Silnik na każdym z trybów jest dynamiczny, pełny werwy i zachęcający do mocniejszego wciśnięcia pedału gazu. Charakterystyka napędu zmienia się odczuwalnie, zapewniając fantastyczne wrażenia w trybie sportowym. Taka moc może wiązać się z niebezpieczeństwem o, ale na szczęście nie zabrakło tu takich systemów takich jak dynamiczna kontrola stabilności, kontrola trakcji, czy EBD.
Niezapomniane wrażenia z jazdy potęguje samo brzmienie poczwórnego układu wydechowego DBS Superleggera Volante z aktywnymi klapami - czyste, harmonijne, autentyczne.

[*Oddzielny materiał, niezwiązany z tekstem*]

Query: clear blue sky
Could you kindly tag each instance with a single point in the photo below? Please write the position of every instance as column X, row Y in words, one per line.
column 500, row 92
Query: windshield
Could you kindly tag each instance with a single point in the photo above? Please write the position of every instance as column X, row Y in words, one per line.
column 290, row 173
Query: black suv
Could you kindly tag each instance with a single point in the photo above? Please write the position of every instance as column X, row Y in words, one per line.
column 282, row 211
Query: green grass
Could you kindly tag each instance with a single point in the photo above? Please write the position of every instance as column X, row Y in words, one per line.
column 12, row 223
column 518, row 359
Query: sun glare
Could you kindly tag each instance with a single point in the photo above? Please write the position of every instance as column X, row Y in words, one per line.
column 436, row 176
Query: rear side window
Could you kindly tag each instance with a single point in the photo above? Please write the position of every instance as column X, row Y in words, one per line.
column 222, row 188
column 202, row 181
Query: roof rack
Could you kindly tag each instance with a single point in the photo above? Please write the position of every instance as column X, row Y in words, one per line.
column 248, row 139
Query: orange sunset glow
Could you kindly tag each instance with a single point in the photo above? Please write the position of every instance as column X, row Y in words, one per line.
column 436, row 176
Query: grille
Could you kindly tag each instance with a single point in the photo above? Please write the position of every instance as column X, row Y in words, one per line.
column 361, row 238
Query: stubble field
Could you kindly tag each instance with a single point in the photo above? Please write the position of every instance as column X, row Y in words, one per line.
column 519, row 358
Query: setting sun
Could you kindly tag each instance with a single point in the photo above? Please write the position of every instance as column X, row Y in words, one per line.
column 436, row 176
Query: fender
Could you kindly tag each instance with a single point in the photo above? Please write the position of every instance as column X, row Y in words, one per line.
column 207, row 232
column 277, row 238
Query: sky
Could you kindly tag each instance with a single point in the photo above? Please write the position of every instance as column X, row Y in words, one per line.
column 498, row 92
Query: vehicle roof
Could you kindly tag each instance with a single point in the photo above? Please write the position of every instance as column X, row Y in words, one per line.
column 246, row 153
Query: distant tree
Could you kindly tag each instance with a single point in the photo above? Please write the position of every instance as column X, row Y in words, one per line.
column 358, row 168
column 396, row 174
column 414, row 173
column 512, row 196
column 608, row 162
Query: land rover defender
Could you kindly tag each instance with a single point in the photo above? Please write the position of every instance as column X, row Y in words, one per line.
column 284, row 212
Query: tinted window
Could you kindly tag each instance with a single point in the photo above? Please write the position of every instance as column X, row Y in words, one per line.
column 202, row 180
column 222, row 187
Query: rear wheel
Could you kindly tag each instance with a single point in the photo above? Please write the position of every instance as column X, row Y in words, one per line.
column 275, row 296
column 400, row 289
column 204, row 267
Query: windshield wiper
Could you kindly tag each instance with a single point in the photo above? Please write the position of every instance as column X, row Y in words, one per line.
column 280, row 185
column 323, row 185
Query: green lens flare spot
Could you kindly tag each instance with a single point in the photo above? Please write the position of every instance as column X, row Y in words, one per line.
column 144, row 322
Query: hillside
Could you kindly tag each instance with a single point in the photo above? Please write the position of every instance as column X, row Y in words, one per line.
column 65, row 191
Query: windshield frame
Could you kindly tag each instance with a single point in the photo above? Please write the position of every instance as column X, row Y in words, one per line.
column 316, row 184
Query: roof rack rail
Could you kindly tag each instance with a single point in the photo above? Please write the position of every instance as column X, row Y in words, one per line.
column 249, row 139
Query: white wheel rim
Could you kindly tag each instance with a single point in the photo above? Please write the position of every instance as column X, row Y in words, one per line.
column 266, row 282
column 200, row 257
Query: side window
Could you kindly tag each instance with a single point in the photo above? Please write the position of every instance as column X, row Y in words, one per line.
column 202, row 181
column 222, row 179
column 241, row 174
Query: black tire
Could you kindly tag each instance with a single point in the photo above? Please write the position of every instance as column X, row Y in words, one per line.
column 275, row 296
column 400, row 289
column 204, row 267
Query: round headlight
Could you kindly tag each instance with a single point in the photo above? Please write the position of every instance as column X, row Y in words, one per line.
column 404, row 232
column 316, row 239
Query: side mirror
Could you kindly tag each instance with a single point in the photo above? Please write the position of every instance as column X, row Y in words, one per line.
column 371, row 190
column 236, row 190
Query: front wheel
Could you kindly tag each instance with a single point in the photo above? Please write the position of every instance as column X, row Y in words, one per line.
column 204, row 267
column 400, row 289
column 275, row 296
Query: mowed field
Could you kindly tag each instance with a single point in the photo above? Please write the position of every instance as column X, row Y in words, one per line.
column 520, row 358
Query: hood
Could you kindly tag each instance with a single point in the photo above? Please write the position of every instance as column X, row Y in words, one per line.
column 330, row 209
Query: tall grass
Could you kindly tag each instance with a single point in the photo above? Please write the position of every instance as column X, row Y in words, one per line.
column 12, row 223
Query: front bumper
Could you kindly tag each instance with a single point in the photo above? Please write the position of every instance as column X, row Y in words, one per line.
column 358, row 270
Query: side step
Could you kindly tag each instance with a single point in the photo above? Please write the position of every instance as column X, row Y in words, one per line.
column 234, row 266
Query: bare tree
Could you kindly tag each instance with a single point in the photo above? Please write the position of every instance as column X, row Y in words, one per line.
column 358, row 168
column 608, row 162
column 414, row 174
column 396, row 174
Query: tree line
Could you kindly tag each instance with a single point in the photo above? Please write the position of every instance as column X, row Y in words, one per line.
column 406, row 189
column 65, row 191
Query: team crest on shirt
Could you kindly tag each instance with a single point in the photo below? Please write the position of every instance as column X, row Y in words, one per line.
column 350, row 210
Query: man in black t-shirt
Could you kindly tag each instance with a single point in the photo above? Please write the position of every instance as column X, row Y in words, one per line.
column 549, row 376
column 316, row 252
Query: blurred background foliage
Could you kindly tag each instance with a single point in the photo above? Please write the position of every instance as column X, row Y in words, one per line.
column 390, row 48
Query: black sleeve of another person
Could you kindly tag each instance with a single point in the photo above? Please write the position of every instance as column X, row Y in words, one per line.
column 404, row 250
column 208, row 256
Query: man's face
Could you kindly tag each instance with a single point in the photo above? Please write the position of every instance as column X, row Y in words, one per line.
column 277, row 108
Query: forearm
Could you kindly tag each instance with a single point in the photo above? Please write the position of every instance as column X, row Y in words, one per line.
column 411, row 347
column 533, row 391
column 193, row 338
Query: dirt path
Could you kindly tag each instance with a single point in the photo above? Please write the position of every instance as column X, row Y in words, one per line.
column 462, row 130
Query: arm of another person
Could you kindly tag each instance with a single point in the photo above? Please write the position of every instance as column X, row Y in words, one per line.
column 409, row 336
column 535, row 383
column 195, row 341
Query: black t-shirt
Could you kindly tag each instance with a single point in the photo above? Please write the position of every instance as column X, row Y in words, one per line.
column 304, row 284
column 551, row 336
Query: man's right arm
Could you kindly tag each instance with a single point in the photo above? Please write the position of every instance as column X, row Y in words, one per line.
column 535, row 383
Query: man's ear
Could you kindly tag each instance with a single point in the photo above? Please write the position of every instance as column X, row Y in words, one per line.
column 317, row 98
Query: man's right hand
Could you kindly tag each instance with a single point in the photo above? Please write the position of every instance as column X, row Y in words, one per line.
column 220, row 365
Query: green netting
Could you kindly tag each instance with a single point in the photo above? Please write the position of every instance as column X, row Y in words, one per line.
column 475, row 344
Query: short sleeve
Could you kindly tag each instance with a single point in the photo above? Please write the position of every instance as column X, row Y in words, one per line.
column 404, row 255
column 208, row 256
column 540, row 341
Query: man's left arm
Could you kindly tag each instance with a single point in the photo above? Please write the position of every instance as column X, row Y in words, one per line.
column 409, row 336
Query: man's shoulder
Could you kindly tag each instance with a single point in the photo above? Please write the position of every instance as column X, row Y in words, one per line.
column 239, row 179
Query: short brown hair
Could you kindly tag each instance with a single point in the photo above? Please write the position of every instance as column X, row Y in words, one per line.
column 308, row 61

Do wyboru mamy trzy tryby jazdy (GT, Sport i Sport Plus) i każdy z nich brzmi inaczej. Oczywiście w zależności od wyboru trybu zmieniamy również pracę układu napędowego i adaptacyjnego zawieszenia, które swoim zestrojeniem z tak niskim prześwitem samochodu niweluje nawet najmniejsze nierówności zapewniając komfort jazdy.


Osobna historia to wnętrze tego auta. Kabinę niemal w całości pokryto skórą i alkantarą, a miejscami przełamano wstawkami z włókna węglowego i aluminium. Do tego intuicyjny 8-calowy ekran multimedialny i... tak naprawdę niewiele więcej. Jeżdżąc tym autem nie mieliśmy poczucia, że brakuje nam w nim jakichś dodatkowych gadżetów i bardziej wymyślnej estetyki. Minimalistyczny, tradycyjny układ idealnie wpisuje się w koncept samochodu, który ma zachwycać przede wszystkim swoją linią i osiągami.

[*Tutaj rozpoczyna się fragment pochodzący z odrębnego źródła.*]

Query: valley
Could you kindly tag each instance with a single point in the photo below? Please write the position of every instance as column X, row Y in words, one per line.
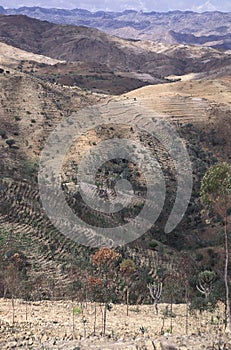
column 71, row 78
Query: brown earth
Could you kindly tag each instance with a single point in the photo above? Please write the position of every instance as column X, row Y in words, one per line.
column 50, row 325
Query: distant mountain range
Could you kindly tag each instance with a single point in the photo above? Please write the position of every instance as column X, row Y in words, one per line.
column 175, row 27
column 77, row 43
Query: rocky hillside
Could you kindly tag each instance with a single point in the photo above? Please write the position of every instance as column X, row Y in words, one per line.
column 71, row 43
column 35, row 98
column 208, row 28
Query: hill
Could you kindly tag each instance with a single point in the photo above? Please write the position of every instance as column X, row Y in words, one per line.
column 208, row 28
column 37, row 96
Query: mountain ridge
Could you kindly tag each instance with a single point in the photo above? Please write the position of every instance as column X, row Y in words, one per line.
column 146, row 25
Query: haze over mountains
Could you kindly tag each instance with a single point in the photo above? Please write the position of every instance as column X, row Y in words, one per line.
column 207, row 29
column 147, row 62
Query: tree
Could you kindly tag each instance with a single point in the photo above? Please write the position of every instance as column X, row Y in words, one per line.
column 216, row 192
column 205, row 282
column 103, row 260
column 127, row 268
column 155, row 290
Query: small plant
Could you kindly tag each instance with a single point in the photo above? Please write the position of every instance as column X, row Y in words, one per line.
column 2, row 133
column 77, row 310
column 143, row 329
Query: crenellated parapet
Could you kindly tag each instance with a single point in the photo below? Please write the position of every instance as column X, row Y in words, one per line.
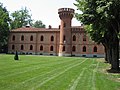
column 66, row 12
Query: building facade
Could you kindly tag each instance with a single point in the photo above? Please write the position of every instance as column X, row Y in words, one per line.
column 66, row 40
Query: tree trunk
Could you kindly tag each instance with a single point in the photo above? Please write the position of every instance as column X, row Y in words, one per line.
column 114, row 47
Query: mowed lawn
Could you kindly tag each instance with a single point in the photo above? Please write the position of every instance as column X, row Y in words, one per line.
column 55, row 73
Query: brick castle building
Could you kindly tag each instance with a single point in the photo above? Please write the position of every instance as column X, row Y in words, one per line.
column 66, row 40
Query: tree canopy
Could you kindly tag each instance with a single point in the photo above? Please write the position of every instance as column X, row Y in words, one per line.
column 101, row 19
column 4, row 28
column 38, row 24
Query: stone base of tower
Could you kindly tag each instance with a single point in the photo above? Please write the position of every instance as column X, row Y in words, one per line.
column 64, row 54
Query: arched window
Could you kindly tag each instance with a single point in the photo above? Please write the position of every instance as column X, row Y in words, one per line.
column 31, row 38
column 41, row 38
column 64, row 24
column 63, row 48
column 84, row 49
column 13, row 37
column 13, row 47
column 73, row 48
column 95, row 49
column 51, row 48
column 22, row 47
column 31, row 47
column 74, row 38
column 64, row 38
column 52, row 38
column 84, row 38
column 41, row 48
column 22, row 38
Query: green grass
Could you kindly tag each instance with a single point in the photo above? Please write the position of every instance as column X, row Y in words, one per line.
column 55, row 73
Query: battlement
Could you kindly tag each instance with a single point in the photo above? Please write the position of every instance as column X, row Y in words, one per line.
column 66, row 12
column 70, row 10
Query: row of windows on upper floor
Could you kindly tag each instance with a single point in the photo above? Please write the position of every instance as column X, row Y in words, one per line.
column 42, row 38
column 84, row 49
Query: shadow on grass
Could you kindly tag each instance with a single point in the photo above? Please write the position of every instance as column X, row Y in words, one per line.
column 113, row 71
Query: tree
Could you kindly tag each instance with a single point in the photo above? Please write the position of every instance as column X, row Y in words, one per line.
column 38, row 24
column 16, row 56
column 4, row 28
column 20, row 18
column 102, row 21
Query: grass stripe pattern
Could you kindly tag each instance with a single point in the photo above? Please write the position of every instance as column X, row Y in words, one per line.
column 55, row 73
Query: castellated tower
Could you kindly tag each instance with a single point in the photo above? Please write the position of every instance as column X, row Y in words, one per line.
column 65, row 46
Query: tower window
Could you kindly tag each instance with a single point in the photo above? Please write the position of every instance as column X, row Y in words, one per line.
column 22, row 47
column 22, row 38
column 13, row 47
column 84, row 38
column 73, row 48
column 84, row 49
column 41, row 38
column 41, row 48
column 31, row 47
column 52, row 38
column 51, row 48
column 63, row 48
column 64, row 24
column 74, row 38
column 95, row 49
column 64, row 38
column 31, row 38
column 13, row 38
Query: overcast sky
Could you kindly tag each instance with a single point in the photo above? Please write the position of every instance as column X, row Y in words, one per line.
column 44, row 10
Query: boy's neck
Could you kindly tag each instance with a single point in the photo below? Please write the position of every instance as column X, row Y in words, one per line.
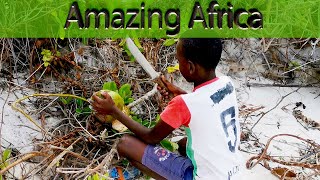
column 204, row 77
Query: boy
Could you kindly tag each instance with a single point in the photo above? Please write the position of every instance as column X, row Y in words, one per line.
column 209, row 113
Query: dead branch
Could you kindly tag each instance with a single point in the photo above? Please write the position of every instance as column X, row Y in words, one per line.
column 24, row 158
column 264, row 113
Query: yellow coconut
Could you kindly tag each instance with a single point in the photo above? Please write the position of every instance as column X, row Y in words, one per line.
column 118, row 101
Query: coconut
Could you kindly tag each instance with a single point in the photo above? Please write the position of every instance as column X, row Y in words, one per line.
column 118, row 101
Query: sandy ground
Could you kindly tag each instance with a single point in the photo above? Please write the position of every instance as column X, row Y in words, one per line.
column 18, row 132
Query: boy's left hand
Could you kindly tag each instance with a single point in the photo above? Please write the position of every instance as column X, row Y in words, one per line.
column 103, row 106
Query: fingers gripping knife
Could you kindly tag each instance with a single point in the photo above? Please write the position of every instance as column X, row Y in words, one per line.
column 155, row 76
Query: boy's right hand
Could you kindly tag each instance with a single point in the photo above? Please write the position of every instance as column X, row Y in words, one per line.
column 170, row 87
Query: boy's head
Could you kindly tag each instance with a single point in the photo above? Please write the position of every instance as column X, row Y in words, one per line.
column 198, row 56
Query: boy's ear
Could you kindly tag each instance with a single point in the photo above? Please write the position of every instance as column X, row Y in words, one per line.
column 192, row 67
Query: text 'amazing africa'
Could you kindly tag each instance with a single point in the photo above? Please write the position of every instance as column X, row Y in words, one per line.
column 213, row 15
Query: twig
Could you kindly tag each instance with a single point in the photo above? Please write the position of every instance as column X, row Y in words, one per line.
column 264, row 155
column 83, row 127
column 14, row 106
column 2, row 115
column 55, row 160
column 278, row 85
column 145, row 97
column 105, row 162
column 300, row 66
column 24, row 158
column 264, row 113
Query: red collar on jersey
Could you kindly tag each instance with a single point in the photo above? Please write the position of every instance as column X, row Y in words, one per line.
column 205, row 83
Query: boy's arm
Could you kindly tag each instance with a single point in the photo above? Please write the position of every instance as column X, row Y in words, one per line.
column 149, row 136
column 170, row 87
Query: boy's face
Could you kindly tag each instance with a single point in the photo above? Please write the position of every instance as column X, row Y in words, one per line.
column 184, row 65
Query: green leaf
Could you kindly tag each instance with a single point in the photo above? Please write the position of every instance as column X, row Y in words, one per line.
column 78, row 110
column 169, row 42
column 128, row 101
column 137, row 43
column 171, row 146
column 79, row 103
column 112, row 86
column 126, row 93
column 64, row 101
column 6, row 155
column 172, row 69
column 96, row 177
column 86, row 110
column 123, row 42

Z pewnością jazda takim samochodem to przeżycie niezapomniane i dające namiastkę luksusu. Każdy element jest starannie przemyślany i zaplanowany, dlatego nic dziwnego, że całość składa się na takie, a nie inne wrażenie. Oczywiście ta perfekcja swoje kosztuje - cena testowanego przez nas modelu to koszt 395 tys. euro.